Odile Bouhier : La grande muette n'a jamais été très prolixe sur le sujet, mais toutes les guerres charrient leurs abus. La brutalité de ces combats d'un nouveau genre pour l'époque a transfiguré la violence et la terreur. Chez certains, le sang appelle le sang, et l'aubaine de la guerre est alors parfaite pour s'exprimer en toute impunité.

k-libre : En 1915, Victor Kolvair, alors soldat, est convaincu d'un meurtre sans pouvoir en apporter la preuve. Et dans l'intensité des combats, un mort de plus... Cette situation pouvait-elle être fréquente ?
Odile Bouhier : Cela est arrivé bien sûr. Ce qui m'intéressait d'ailleurs en écrivant ce récit c'est confronter Kolvair à cette situation inédite.

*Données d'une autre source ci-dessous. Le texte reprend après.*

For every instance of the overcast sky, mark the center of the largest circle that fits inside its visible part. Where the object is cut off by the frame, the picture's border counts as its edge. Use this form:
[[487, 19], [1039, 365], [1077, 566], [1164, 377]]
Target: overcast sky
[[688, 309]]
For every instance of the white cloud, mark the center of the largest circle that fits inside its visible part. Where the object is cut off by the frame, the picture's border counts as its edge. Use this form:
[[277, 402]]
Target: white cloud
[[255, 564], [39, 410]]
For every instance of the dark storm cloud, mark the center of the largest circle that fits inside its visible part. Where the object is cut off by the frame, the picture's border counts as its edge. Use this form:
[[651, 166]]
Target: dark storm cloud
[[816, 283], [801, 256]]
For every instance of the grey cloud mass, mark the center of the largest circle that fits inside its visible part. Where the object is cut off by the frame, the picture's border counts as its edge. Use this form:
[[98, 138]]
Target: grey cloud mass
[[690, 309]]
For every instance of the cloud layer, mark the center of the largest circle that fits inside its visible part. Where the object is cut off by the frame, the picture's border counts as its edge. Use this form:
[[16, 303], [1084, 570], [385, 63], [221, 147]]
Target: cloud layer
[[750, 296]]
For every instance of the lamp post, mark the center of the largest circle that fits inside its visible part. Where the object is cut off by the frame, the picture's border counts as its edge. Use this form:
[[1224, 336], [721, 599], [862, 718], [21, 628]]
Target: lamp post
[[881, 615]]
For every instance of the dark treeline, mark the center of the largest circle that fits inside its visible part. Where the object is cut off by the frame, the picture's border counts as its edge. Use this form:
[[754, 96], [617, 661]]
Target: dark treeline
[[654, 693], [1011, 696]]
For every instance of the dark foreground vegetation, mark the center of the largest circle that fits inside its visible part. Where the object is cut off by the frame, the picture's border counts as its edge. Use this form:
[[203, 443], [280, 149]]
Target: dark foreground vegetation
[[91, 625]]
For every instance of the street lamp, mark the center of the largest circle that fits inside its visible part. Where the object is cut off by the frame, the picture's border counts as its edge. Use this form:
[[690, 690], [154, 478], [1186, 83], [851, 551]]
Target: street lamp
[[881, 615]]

k-libre : Dans ce roman vous montrez deux types de psychoses : la schizophrénie et celles induites par la guerre. Comment étaient-elles perçues par la psychiatrie débutante ?
Odile Bouhier : Les écoles de psychiatrie étaient très diverses. Certaines se passionnaient pour la première pathologie. La seconde avait aussi ses chefs de file. Les débats étaient en tout cas passionnants. Le personnage de Bianca, psychiatre, permet un large spectre, et j'aurais tort de me priver de l'exploiter : grâce à son point de vue, je peux évoquer le foisonnement du travail de l'époque en matière de psychiatrie.

k-libre : Vous confrontez Kolvair à la schizophrénie. Cette maladie mentale, identifiée depuis peu, était-elle bien connue, tant des praticiens médicaux que des policiers ?
Odile Bouhier : Confronter Kolvair à la schizophrénie fut un sacré défi. Encore une fois, ce qui est plaisant pour le lecteur, c'est découvrir les réactions des personnages placés dans des situations extraordinaires et dans La Nuit, in extremis, ils sont servis ! Rien ne se passe comme dans une enquête classique car un criminel schizophrène dépasse notre entendement. Le terme schizophrénie vient du grec et désigne la fragmentation de l'esprit qui touche certains aliénés. Il fut inventé en 1911 par le psychiatre Eugen Bleuler. En 1921, l'époque durant laquelle se déroule ce récit, le terme est alors très à la mode, surtout que Hermann Rorschach, ancien élève de Bleuler, vient alors de publier un prestigieux ouvrage, en passe de devenir une référence et aujourd'hui encore célèbre : le test de Rorschach. Que cela se produise juste après la guerre n'est pas un hasard vous vous en doutez. Quant à la police, elle connaissait bien sûr cette pathologie par le biais de l'article 64 du code pénal : "Il n'y a ni crime ni délit si l'inculpé était en état de démence au temps de l'action, ou a agi sous l'emprise d'une force à laquelle il n'a pu résister." Le débat sur la responsabilité d'un acte criminel reste très actuel. Chaque décennie, plusieurs faits divers défraient la chronique et évoquent ce dilemme. En 1921 ou aujourd'hui, cet article 64 reste très difficile à accepter pour les familles des victimes.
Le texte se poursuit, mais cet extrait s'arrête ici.